Critically, though, some sectors of the construction industry have recovered better than others. For example, adjusted for inflation, construction workers overall saw a 2.1 percent reduction in wages from 2010-2019 (that’s very bad news during a time of economic expansion). However, while carpenters’ wages fell by 7 percent during this period, iron and steel workers saw a 4.9 percent increase in wages at the same time. The Terner Center researchers found that prevailing wage requirements can raise construction costs by up to $30 per square foot, but that doesn’t tell the whole story.

 “Ultimately,” the authors note, “prevailing wage requirements are a policy choice designed to provide public benefit by stabilizing employment and benefits in a high risk field”—something that the data on line-item construction budgets can’t capture. Understandably, with patterns like these, the possibility of higher construction worker wages may not be first on the chopping block:

 The Terner Center’s policy recommendations can be summed up under three categories: (1) streamline permitting; (2) build more efficiently; and (3) defeat Trump.

Notably, the researchers found that while nonprofit affordable housing projects may face higher hard costs, this effect is largely nullified when controlling for larger projects overall.
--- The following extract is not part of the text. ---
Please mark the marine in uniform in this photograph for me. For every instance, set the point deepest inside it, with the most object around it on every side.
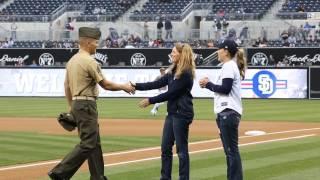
(83, 74)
While affordable projects typically deal with more bureaucratic hurdles and prevailing wage requirements, these projects are larger than the average market-rate project, so these costs balance out in the end. Because local permitting processes can be so length and uncertain, the pre-construction timeline “is sufficiently onerous that developers often hire private expeditors to move projects through review in a timely manner.” Surely, if you are reading this newsletter, you probably know some permit Sherpas out there, or you may even be one yourself! We know that this service doesn’t come cheap. But that’s not all: “Slowing any project in the pre-construction phase can increase the cost of carrying capital and imperil key funding deadlines, endangering the viability of projects,” the researchers argue. General contractors, in turn, may raise their prices to hedge for this uncertainty.

To improve the labor pipeline, the Terner Center urges state policymakers to support unions and apprenticeship programs to train tomorrow’s workforce. According to a 2019 survey, “47 percent of California contractors reported that they had added or increased their use of unions to provide workers in the past year,” the authors note.

Industrialized construction and mass timber can also reduce the costs of materials or shorten the construction timeline, but institutional barriers remain, namely that state building codes and code inspectors must be updated to account for new building methods. Additionally,  investing in new construction techniques is also riskier and depends on larger pools of private capital, leaving nonprofit developers last in line. To mitigate this, the authors propose “supplemental revolving construction loans for affordable housing developers that make use of offsite technology,” i.e. industrialized, “in effect seeding the industry to lower costs for subsidized development.”

Finally, immigration restrictions and tariffs have made materials more expensive and the supply of construction labor more uncertain. To make housing truly affordable and build a California for all, we will have to defeat Trump. Then the hard work begins.